= History of natural language processing =

The history of natural language processing describes the advancements of natural language processing. There is some overlap with the history of machine translation, the history of speech recognition, and the history of artificial intelligence.

== Early history ==
The history of machine translation dates back to the seventeenth century, when philosophers such as Leibniz and Descartes put forward proposals for codes which would relate words between languages. All of these proposals remained theoretical, and none resulted in the development of an actual solution.

The first patents for "translating machines" were applied for in the mid-1930s. One proposal, by Georges Artsrouni, was simply an automatic bilingual dictionary using paper tape. The other proposal, by Peter Troyanskii, a Russian, was more detailed. Troyanskii’s proposal included both the bilingual dictionary and a method for dealing with grammatical roles between languages, based on Esperanto.

== Logical period ==
In 1950, Alan Turing published his famous article "Computing Machinery and Intelligence" which proposed what is now called the Turing test as a criterion of intelligence. This criterion depends on the ability of a computer program to impersonate a human in a real-time written conversation with a human judge, sufficiently well that the judge is unable to distinguish reliably — on the basis of the conversational content alone — between the program and a real human.

In 1957, Noam Chomsky’s Syntactic Structures revolutionized Linguistics with 'universal grammar', a rule-based system of syntactic structures.

The Georgetown experiment in 1954 involved fully automatic translation of more than sixty Russian sentences into English. The authors claimed that within three or five years, machine translation would be a solved problem. However, real progress was much slower, and after the ALPAC report in 1966, which found that ten years long research had failed to fulfill the expectations, funding for machine translation was dramatically reduced. Little further research in machine translation was conducted until the late 1980s, when the first statistical machine translation systems were developed.

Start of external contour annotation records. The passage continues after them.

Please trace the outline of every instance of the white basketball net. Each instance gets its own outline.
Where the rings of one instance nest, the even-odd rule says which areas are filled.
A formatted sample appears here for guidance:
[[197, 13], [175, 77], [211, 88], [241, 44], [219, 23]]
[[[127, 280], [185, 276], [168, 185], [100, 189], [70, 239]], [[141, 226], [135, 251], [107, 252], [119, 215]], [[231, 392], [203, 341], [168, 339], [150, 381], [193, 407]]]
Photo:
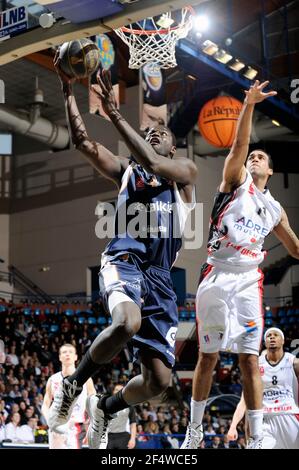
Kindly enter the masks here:
[[[115, 30], [129, 47], [131, 69], [139, 69], [149, 62], [162, 69], [176, 67], [175, 45], [192, 28], [193, 10], [183, 8], [179, 22], [171, 15], [164, 13], [159, 18], [146, 18]], [[149, 24], [151, 30], [148, 30]]]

Some notably successful NLP systems developed in the 1960s were SHRDLU, a natural language system working in restricted "blocks worlds" with restricted vocabularies.

In 1969, Roger Schank introduced the conceptual dependency theory for natural language understanding. This model, partially influenced by the work of Sydney Lamb, was extensively used by Schank's students at Yale University, such as Robert Wilensky, Wendy Lehnert, and Janet Kolodner.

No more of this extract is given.